Travaux dirigés de gestion de la trésorerie
1 - Définir : Trésorerie bancaire, gestion de la trésorerie, appel d'offre, prise en
pension, avance en pénalités
2 - Quelles sont les techniques de comblement du déficit global et du déficit
d'agence dans un établissement de micro finance ?
3 - Quels sont les objectifs de la gestion des risques du taux d'intérêt ?
4 - Présenter les raisons de la gestion de la trésorerie
5 - Expliquer succintement la gestion du solde global de la trésorerie.
6 - Comment évaluer la situation de la trésorerie d'un agence d'établissement de
micro finance ?
7 - Après avoir défini le cap, donnez ses avantages et ses caractéristiques
8 - Quelles sont les raisons positives de la gestion de la trésorerie ?
9 - Quelles sont les raisons négativesde la gestion de la trésorerie ?

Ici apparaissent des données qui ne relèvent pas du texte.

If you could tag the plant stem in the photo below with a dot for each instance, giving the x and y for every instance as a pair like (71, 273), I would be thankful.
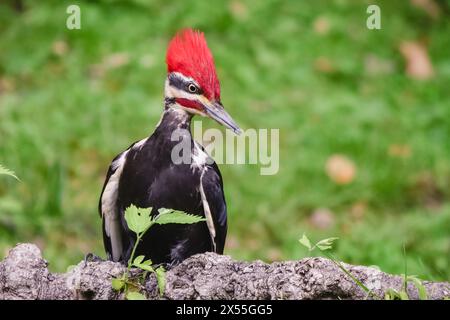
(340, 266)
(130, 261)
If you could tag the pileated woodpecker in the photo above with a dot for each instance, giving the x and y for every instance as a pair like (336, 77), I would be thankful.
(146, 176)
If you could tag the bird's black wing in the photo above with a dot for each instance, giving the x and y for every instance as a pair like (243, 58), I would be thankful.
(213, 191)
(110, 211)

10 - Quelles sont les opérations qui ont une incidence sur la trésorerie ?
11 - Quels sont les taux de référence ?
Correction :
1 - Définitions
- La trésorerie bancaire se réfère à la liquidité de la banque,
c'est-à-dire aux ressources immédiatement disponibles de la
banque, correspondant aux soldes des dépôts bancaires non
encore transformés en crédit.
- La gestion de la trésorerie consiste à la surveillance de sa
trésorerie nette
- Les appels d’offres sont des offres de liquidités offertes par
la Banque Centrale de sa propre initiative.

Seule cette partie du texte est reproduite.